John Felton, pictured in a report of the Duke’s death, killed Buckingham over a grudge and £80 back pay
On August 23, 1628, George Villiers, The Duke of Buckingham and First Lord of the Admiralty, was enjoying a drink in Ye Spotted Dogge pub in Portsmouth when he was stabbed in the heart by disgruntled naval officer Lieutenant John Felton.
Felton was angry with the Duke, who had led the Royal Navy in some disastrous naval expeditions, after he was wounded in a battle off Ile de Re, near France, a year earlier.
He was also bitter at being passed over for promotion to captain twice and was owed £80 in back pay, with the officer calmly walking up to the Duke before stabbing him and exiting unnoticed during the subsequent chaos.
The Duke was a close friend of King Charles I and his men eventually cornered Felton in the kitchen of the pub, where he surrendered and confessed to the killing.
Felton said he had come to believe the nation was suffering due to the Duke’s ‘corruption’ and thought he was doing the country a service by killing him.
The murder was pre-planned, with Felton writing two apologies for the crime and sewing them into his hat band.
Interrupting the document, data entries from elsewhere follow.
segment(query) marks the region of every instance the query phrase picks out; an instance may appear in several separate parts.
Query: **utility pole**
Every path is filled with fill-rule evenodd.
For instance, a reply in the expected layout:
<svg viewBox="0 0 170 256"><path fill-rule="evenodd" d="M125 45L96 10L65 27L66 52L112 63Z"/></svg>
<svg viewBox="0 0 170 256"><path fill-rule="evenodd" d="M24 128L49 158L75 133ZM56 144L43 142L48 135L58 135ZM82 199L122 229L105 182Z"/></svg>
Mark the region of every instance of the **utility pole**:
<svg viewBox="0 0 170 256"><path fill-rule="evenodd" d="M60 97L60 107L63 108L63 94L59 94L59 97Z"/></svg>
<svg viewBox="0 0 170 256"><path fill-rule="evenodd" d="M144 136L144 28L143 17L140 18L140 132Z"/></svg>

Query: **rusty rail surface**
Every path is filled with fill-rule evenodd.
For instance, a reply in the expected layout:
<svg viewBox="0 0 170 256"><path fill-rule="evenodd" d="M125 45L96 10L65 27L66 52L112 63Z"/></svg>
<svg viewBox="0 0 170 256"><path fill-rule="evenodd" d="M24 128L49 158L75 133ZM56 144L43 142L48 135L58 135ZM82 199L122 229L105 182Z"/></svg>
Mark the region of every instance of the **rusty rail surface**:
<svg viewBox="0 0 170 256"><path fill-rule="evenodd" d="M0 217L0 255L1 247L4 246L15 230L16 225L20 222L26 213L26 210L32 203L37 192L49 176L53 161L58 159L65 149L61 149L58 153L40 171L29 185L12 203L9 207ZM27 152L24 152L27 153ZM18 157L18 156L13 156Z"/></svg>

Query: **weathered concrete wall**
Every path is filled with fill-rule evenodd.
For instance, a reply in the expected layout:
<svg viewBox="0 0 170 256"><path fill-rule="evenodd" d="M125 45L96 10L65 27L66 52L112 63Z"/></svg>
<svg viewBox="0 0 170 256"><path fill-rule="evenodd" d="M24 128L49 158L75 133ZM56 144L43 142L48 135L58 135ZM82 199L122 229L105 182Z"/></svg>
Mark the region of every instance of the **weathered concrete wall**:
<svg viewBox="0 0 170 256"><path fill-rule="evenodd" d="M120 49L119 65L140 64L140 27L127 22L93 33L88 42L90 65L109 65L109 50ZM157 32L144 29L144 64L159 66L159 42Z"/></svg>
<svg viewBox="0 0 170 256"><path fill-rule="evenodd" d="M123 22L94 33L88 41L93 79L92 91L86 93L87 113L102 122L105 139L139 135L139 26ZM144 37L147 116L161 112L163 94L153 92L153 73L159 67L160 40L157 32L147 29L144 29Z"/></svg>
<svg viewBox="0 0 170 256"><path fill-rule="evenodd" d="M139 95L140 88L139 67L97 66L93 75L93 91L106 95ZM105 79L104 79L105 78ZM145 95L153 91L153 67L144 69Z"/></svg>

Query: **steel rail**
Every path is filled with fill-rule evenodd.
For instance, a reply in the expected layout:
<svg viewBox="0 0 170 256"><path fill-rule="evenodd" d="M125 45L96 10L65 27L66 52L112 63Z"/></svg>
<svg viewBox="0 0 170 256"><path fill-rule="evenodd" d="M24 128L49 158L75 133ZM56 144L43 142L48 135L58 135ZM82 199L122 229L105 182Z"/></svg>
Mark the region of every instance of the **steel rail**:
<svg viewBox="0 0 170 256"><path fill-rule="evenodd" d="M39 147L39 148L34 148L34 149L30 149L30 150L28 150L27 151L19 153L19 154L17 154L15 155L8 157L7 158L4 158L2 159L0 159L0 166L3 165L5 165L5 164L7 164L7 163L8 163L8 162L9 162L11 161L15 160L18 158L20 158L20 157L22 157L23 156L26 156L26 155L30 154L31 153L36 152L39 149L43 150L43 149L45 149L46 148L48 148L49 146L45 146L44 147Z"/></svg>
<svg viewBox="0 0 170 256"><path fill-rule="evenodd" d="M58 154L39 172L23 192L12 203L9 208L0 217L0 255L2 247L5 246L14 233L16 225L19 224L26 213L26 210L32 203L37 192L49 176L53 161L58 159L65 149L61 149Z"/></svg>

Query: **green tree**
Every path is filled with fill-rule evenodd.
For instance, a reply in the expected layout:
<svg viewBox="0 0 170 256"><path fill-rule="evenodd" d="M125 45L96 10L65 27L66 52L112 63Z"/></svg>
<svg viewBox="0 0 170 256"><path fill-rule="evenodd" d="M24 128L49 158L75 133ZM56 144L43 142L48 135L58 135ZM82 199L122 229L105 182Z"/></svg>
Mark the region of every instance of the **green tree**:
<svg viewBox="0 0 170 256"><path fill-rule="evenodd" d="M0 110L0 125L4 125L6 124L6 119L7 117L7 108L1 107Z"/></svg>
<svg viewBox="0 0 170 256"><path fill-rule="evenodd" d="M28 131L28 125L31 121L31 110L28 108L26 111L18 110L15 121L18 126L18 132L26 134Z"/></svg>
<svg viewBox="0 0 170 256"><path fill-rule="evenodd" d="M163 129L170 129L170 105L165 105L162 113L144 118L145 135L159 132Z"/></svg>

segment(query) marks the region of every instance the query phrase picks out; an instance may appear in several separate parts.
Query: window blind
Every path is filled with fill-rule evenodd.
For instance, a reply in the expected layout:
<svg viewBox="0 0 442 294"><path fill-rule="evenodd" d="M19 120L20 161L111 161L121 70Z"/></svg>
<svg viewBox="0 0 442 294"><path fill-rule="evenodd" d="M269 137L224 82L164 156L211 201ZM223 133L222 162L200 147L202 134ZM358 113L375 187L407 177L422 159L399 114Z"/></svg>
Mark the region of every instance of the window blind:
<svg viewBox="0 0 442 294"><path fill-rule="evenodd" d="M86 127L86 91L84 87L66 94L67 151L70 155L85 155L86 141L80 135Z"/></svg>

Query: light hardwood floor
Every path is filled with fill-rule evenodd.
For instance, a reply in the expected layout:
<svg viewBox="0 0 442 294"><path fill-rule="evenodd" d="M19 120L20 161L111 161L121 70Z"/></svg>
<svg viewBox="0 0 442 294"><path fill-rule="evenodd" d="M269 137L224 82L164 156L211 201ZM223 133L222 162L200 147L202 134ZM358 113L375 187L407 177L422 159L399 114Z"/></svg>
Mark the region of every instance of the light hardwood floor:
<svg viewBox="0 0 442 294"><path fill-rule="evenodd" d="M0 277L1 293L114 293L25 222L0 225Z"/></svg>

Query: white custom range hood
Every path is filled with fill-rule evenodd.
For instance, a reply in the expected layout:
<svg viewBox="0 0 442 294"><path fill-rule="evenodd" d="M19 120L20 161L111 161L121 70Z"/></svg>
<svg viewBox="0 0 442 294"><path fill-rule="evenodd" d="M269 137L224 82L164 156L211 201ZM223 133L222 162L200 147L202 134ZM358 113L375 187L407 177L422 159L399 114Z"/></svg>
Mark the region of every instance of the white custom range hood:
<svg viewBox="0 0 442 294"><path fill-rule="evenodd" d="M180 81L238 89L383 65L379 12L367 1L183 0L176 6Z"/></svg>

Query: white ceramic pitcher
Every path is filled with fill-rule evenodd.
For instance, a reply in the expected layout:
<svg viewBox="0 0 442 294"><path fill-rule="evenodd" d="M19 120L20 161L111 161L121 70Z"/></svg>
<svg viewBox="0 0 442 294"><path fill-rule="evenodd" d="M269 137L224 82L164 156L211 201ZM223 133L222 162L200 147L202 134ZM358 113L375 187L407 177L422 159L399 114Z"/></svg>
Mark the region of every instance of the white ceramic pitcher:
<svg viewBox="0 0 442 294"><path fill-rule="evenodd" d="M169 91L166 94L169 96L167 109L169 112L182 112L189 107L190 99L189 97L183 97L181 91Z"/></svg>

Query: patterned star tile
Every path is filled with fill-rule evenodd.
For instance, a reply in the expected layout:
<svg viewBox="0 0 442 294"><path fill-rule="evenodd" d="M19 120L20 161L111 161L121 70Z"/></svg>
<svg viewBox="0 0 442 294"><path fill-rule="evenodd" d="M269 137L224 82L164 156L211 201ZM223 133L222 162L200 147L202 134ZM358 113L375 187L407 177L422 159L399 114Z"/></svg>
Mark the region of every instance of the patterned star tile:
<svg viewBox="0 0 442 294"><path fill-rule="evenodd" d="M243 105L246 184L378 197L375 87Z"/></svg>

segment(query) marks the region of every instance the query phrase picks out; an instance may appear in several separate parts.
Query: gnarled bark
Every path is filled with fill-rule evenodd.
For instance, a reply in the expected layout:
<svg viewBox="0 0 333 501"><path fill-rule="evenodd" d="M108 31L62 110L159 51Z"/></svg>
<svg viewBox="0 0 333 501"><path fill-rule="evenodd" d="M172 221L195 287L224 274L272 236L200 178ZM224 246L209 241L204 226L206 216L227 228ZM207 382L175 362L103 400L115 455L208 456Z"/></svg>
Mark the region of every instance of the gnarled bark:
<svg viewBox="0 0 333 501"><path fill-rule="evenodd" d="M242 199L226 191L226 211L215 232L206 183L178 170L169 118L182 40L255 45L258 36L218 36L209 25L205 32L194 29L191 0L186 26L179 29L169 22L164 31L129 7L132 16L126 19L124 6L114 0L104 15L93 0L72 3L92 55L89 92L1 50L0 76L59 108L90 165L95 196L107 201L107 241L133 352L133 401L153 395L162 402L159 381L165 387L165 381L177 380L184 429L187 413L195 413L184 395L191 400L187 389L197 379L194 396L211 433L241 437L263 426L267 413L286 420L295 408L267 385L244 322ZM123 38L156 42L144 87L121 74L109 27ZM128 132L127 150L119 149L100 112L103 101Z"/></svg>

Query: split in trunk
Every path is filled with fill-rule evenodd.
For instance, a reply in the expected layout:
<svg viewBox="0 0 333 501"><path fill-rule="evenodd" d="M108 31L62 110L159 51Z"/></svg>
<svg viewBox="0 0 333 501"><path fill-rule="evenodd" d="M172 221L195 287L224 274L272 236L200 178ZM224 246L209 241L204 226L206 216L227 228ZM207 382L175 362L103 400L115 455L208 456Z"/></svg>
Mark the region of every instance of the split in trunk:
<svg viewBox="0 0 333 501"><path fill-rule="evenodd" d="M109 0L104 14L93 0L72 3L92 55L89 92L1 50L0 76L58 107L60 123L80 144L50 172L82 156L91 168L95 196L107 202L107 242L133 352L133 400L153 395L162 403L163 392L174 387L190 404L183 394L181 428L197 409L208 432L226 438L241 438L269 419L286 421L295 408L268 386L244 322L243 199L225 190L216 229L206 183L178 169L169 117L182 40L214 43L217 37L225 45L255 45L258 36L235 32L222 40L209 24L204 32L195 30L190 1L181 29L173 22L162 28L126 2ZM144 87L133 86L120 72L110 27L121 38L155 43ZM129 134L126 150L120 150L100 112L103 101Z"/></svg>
In them he wrote he had ‘struck the blow for the public good’ and acted as a ‘patriot, a gentleman and a soldier’
Buckingham’s death shocked the nation and left the King stunned, although others around the country ‘reacted with joy’.
Felton was taken from Portsmouth to the Tower of London under armed guard, and he is believed to have been tortured with investigators convinced there had been a ‘conspiracy’ around the Duke’s death.
By November he was put on trial for murder, convicted and hanged after repenting his crime at the gallows.
After his death his body was taken to Portsmouth and strung up with chains so it would rot and send a message to anyone else with anti-monarchy ideas.